FSCP worried about IDD: FSCP has published a position paper on its concerns about the recast Insurance Mediation Directive (now known as the Insurance Distribution Directive (IDD)). Its main worries are:

  • that too many ancillary intermediaries would be exempt from all provisions of the Directive. It supports the Council's suggestion that all intermediaries should at the very least comply with basic rules on information, conduct of business and complaints procedures;
  • that, as the IDD is a minimum harmonisation directive, this will lead to regulatory arbitrage when intermediaries passport. It says protections should apply such that an intermediary principally active in one Member State market which is not its home state should be supervised as if that Member State were its home state;
  • that the original proposal that decisions of alternative dispute resolution mechanisms (in the UK, the Financial Ombudsman Service) would not be binding on consumers.
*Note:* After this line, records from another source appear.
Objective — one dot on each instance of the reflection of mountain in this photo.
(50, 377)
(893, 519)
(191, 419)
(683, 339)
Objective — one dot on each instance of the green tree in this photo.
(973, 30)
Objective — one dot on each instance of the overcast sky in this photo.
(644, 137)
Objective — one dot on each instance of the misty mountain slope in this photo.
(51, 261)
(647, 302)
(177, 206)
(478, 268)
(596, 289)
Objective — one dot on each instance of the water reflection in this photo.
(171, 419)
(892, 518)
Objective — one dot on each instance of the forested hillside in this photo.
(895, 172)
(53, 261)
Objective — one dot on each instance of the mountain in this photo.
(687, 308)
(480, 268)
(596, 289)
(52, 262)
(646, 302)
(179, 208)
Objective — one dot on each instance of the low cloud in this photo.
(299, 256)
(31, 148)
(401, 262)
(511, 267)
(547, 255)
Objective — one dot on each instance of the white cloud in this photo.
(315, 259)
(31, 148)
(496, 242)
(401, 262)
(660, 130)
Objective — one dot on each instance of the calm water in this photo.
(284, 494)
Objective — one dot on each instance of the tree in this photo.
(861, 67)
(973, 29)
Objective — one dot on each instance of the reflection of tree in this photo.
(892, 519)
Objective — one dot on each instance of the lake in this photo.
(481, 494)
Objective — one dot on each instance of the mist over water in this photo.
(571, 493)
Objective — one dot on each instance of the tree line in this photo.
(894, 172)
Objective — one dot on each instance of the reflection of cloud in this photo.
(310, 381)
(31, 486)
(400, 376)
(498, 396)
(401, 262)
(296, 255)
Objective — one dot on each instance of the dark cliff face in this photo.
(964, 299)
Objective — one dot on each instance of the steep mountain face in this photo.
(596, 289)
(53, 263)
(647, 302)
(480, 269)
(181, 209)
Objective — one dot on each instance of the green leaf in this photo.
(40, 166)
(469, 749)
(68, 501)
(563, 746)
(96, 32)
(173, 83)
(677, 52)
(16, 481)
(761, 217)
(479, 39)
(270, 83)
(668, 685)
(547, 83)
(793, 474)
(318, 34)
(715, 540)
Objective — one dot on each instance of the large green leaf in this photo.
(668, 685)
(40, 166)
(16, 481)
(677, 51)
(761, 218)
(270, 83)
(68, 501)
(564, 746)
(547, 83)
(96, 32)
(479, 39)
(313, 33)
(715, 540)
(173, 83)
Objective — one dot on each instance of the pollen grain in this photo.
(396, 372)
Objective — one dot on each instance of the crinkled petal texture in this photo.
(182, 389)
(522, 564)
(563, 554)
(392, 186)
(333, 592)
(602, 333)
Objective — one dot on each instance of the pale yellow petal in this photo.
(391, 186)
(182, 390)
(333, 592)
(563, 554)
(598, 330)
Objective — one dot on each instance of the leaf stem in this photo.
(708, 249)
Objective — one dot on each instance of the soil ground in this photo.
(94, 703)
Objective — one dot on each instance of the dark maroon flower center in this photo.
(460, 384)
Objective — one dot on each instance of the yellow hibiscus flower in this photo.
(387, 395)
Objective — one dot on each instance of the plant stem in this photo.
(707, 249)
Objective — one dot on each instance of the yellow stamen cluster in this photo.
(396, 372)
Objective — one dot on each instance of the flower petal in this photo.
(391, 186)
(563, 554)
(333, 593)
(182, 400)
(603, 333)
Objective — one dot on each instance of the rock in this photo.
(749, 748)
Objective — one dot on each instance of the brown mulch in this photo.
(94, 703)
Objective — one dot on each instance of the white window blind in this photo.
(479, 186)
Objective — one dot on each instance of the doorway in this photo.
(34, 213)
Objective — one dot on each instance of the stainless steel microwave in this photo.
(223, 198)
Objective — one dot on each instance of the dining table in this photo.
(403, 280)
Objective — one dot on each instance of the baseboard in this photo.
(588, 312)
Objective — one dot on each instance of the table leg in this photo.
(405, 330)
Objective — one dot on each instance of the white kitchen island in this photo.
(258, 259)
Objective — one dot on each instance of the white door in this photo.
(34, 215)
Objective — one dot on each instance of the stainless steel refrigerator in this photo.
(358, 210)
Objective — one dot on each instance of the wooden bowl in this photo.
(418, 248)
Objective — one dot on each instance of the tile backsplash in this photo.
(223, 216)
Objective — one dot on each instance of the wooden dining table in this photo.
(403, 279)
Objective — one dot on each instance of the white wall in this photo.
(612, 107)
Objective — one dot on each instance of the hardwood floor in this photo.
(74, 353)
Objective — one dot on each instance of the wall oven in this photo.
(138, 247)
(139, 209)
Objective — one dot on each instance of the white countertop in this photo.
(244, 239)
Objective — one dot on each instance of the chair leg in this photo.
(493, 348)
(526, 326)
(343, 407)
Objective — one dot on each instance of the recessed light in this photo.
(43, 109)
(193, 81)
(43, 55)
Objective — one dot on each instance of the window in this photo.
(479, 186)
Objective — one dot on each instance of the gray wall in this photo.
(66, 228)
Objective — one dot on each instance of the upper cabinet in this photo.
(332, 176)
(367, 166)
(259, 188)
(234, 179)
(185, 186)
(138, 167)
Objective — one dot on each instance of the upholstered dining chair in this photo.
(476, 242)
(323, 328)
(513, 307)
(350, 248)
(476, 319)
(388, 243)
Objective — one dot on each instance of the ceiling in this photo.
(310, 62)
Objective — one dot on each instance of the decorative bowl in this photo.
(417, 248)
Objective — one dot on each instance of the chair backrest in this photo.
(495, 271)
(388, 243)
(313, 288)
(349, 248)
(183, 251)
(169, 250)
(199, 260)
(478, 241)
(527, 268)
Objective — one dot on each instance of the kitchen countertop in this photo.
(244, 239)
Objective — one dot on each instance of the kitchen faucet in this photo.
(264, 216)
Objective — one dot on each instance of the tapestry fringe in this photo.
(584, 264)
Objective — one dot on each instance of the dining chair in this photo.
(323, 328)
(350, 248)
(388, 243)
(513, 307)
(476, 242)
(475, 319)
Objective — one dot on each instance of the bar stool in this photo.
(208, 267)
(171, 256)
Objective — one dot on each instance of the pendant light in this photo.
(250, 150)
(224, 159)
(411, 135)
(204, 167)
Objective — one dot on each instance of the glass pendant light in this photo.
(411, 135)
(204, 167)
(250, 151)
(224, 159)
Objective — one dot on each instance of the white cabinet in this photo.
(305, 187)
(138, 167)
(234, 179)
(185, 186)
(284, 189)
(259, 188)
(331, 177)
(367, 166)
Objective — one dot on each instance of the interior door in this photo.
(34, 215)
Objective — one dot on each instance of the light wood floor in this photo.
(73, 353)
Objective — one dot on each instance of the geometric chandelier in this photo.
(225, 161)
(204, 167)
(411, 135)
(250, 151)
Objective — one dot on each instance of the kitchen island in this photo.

It notes that both the European Parliament and Council have addressed this concern;
  • that the proposal should ban certain "toxic" types of commission and require all commission to be disclosed. At the very least, the proposals should align with the revised Markets in Financial Instruments Directive (MiFID 2);
  • the Council's decision to remove the provision banning tying of products. It says there is no justification for forcing consumers to purchase a package or nothing at all;
  • the removal of the proposed commission ban and inducements for independent intermediaries when selling insurance-based investment products. This makes the proposal inconsistent with MiFID 2. It queries whether the UK would be allowed to gold-plate the current provisions to maintain its current position under the Retail Distribution Review rules; and
  • that the provisions on the execution-only sale of non-complex products do not align with MiFID 2.